When I was a child, my grandmother told me one day, “There’s nothing new under the sun.” At first I didn’t understand what she meant. Later, as I got a little older I refused to believe her, and was determined to prove her wrong. Finally, when I began focusing on my career as a writer, I accepted her nugget of knowledge as fact, and learned to embrace it for the truth it is. However, if the above observation is true, then what makes any story different from the next?
LIFE EXPERIENCE, IMAGINATION, VOICE AND STYLE.
As most fiction writers will agree, we are products of our environment and individual life experiences and therefore, it stands to reason that many of the seeds for our story plots originate from said life experiences. This can be from what we’ve dealt with on a personal level, what we’ve heard from others, or seen around us including—but, certainly not limited to—what we’ve watched on television, read in books or learned in school. These personal life experiences give our stories a unique flavor which cannot be exactly cloned due to the intricate variables in our individual lives.
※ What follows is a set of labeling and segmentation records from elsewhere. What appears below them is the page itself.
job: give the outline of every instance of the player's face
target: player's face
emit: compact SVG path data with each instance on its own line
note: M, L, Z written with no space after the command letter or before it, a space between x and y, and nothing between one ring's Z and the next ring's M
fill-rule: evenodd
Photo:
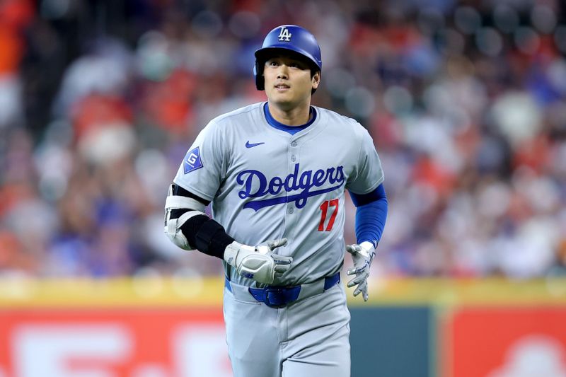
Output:
M278 56L265 62L265 94L270 102L291 110L311 103L311 91L318 86L319 72L313 76L308 64L293 56Z

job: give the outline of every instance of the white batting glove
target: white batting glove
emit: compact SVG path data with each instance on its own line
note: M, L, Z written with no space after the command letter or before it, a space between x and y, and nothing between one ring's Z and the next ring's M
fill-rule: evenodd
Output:
M366 301L369 297L367 293L367 278L369 276L369 267L374 257L376 256L376 248L371 242L364 241L358 244L348 245L346 251L352 255L354 261L354 268L349 269L348 275L356 275L354 279L348 282L348 288L357 285L354 290L354 296L362 293L364 301Z
M287 243L287 238L280 238L250 246L233 241L224 250L224 260L243 277L270 284L291 267L293 258L272 253Z

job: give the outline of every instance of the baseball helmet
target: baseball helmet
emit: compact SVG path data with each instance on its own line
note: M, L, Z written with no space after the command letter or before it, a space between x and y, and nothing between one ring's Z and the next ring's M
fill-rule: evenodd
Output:
M261 48L256 50L253 76L258 91L265 88L263 81L263 65L278 50L292 51L307 58L311 69L322 71L323 60L320 47L316 38L306 29L296 25L282 25L271 30L263 40ZM316 89L313 90L314 93Z

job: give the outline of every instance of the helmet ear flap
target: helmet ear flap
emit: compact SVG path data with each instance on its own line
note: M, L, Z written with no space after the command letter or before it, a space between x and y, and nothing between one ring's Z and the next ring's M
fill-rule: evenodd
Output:
M264 90L265 84L263 79L263 64L258 60L253 66L253 76L255 78L255 88L258 91Z

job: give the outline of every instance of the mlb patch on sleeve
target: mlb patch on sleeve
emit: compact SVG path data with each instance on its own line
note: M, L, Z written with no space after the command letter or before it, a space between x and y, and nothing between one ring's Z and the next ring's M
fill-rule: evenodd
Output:
M202 161L200 160L200 152L198 146L187 152L187 155L183 160L183 166L185 174L202 168Z

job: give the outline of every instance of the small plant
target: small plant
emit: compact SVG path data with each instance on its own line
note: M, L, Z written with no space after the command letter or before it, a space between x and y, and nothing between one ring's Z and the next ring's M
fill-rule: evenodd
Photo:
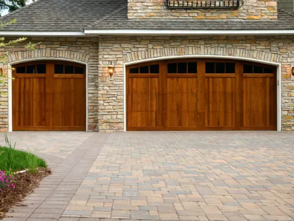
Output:
M38 157L33 154L28 154L26 156L27 159L27 169L30 173L35 173L38 169Z
M5 188L15 189L14 179L11 174L7 174L6 171L0 170L0 191Z
M8 140L7 135L5 134L5 142L7 147L8 148L8 151L7 151L6 154L7 157L7 165L5 168L6 173L12 174L14 172L14 162L13 159L13 153L15 149L15 145L16 142L14 143L14 146L12 147L11 145L11 141Z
I believe that there is a collective consciousness which extends to us all, as we tap into our imaginations and creativeness. We must also accept the fact that the possibilities for formulating scenarios involving larger than life creatures, myths, epic heroes and monsters is finite, just as our voices and styles are infinite. As writers, we sometimes find in the course of plotting a story that we read stories from someone else who came up with very similar ideas for their already published work(s). It is because of this, I continue to work against the truth stated in the title of this post, in order to produce unique stories. I feel in doing this, I can delve deeper into the recesses of my imagination, creativity and life experiences to produce my very own individual story. It is here that we begin to use our imagination to find a variation of the themes we draw from our life experiences and formulate creatively new and exciting takes on tried and true scenarios and themes. It is then that we brand our stories with distinctive twists and turns and imbue it with our own individual spirits and personalities.
As a writer, I’m constantly thinking up new story ideas and using my voice and style to tell the stories. All writers have their own unique voice and style, which separates them from other writers. When it comes to certain elements of storytelling, there are no new ideas. Often, writers of genre fiction ultimately come across elements in another author’s work that closely resembles their own. While this is a common phenomenon, it doesn’t mean that we can’t separate ourselves from other storytellers using similar scenarios and/or themes; it merely means we must work all the more harder at imparting our own essence into our work in order to make it exclusive to us.
Just as there are finite possibilities in regards to scenarios and themes, there is again something to be said for voice and style. I’ve read books that had such similar plots that if you broke it down to the bare essentials it could be the same book. However, what separated the books was the differences in how the authors delivered the story, developed the characters, and the language used to breathe life into the personalities of the characters. How we tell a story, and how much of ourselves we put into our works, is what sets us apart from other writers with similar ideas and themes.
Always remember the old Vulcan axiom from the Star Trek series, Infinite Diversity in Infinite Combinations (IDIC), the philosophy which celebrates the vast array of possibilities and variables in the known universe. And while there are finite themes when stripped down to their essential cores, when we take into consideration the life experiences, imagination, voice and style of the storyteller, the possibilities are indeed infinite and quite fascinating.